# Question about 4.0.4 radio and baseband for Fascinate



## scott62185 (Jan 6, 2012)

Which 4.0.4 radio/baseband do we use for the Fascinate? Do we use the same on as for the Galaxy Nexus? TIA

Figured it out. Can't have anything higher than an EH03 radio I guess.


----------



## big_limits (Sep 23, 2011)

I would say one made for a 3G fascinate like EH03....


----------



## scott62185 (Jan 6, 2012)

big_limits said:


> I would say one made for a 3G fascinate like EH03....

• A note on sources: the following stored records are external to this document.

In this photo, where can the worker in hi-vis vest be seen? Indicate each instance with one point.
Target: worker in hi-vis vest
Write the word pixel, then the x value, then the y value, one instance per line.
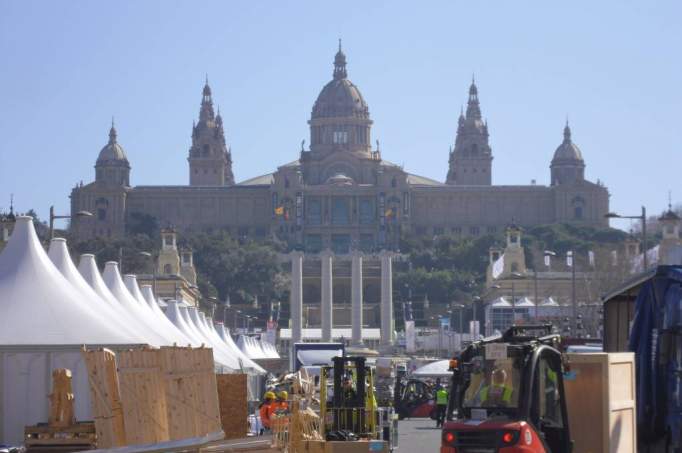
pixel 441 405
pixel 498 393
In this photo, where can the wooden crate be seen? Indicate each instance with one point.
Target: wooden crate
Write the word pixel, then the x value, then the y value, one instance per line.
pixel 191 391
pixel 105 398
pixel 600 396
pixel 143 396
pixel 233 404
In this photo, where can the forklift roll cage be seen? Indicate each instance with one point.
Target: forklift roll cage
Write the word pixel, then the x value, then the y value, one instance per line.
pixel 531 349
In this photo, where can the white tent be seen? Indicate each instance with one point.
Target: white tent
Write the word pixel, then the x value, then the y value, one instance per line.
pixel 88 269
pixel 112 279
pixel 224 335
pixel 38 305
pixel 59 255
pixel 174 316
pixel 221 354
pixel 159 323
pixel 434 369
pixel 44 321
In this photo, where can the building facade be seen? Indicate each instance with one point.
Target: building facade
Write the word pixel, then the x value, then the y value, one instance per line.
pixel 340 193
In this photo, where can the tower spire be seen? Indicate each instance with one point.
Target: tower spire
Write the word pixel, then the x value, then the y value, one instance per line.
pixel 340 64
pixel 567 132
pixel 473 107
pixel 112 132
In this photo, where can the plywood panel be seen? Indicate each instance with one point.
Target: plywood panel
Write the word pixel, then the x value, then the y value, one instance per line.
pixel 233 404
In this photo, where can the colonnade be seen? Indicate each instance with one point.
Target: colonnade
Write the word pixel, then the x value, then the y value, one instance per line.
pixel 326 296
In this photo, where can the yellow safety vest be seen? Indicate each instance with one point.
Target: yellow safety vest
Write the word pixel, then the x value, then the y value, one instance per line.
pixel 506 393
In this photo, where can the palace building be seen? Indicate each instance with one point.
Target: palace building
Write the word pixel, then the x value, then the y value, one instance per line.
pixel 340 193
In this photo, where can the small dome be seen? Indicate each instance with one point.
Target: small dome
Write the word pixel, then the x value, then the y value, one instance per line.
pixel 112 151
pixel 339 179
pixel 567 151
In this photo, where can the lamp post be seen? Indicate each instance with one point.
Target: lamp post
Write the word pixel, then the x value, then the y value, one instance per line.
pixel 574 303
pixel 53 217
pixel 642 218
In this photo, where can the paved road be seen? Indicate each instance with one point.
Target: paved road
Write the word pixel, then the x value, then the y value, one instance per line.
pixel 418 435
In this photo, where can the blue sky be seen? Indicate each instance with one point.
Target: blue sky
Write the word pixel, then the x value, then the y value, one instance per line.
pixel 612 67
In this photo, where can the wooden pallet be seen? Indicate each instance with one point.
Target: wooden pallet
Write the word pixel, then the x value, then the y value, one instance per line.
pixel 81 436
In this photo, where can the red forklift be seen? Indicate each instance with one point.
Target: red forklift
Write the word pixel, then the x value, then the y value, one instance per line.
pixel 507 395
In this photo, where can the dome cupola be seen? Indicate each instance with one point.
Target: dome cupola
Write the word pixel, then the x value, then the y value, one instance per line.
pixel 340 117
pixel 112 166
pixel 568 166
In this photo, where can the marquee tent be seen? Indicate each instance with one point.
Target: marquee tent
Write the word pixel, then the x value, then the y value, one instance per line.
pixel 113 280
pixel 224 334
pixel 88 269
pixel 44 321
pixel 59 255
pixel 160 323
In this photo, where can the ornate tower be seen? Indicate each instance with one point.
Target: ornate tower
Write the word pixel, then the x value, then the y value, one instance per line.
pixel 210 161
pixel 112 168
pixel 471 160
pixel 169 260
pixel 340 117
pixel 568 166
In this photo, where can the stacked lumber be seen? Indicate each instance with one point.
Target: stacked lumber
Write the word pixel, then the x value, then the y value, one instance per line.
pixel 146 395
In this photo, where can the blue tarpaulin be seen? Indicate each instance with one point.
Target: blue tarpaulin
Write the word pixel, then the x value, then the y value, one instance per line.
pixel 655 337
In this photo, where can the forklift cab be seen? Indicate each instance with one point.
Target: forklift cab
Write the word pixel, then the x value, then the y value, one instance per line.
pixel 508 391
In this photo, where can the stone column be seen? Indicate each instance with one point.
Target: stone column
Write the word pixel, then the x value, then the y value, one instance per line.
pixel 326 308
pixel 356 298
pixel 296 300
pixel 386 298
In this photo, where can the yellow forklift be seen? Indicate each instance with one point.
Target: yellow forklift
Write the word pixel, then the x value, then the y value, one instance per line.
pixel 348 408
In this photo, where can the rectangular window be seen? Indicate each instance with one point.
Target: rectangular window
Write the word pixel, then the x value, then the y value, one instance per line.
pixel 366 211
pixel 340 243
pixel 313 243
pixel 340 211
pixel 314 211
pixel 366 242
pixel 340 137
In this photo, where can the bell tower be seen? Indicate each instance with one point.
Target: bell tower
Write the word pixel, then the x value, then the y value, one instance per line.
pixel 471 160
pixel 210 161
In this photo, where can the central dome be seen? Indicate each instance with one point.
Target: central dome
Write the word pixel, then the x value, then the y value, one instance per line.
pixel 340 117
pixel 112 153
pixel 340 97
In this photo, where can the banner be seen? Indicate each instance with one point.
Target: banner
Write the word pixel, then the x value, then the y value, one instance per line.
pixel 498 266
pixel 271 332
pixel 410 337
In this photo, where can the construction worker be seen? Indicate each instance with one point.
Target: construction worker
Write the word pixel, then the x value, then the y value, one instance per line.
pixel 281 405
pixel 441 405
pixel 266 408
pixel 498 393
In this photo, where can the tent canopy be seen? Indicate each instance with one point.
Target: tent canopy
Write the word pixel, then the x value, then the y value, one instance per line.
pixel 38 306
pixel 434 369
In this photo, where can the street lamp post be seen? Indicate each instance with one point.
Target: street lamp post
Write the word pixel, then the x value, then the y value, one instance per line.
pixel 642 218
pixel 54 217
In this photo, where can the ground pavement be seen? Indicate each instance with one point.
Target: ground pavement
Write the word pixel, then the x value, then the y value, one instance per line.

Ok, thanks. So, EH03 is the latest radios we can have on the Fascinate then.


----------



## big_limits (Sep 23, 2011)

yessir


----------



## KeithN (Aug 4, 2011)

There is nothing newer than an eh03 as far as the fascinate is concerned. Keep in mind each device usually has different hardware which requires a specific radio files as in nexus will definitely not work for the fascinate. Also that radio version has nothing to do with Android version or eh03 would be for 3.5.7

Sent from my Gummy Fassy


----------



## dssheeley1 (Dec 21, 2011)

scott62185 said:


> Which 4.0.4 radio/baseband do we use for the Fascinate? Do we use the same on as for the Galaxy Nexus? TIA
> 
> Figured it out. Can't have anything higher than an EH03 radio I guess.


EC09 works well too


----------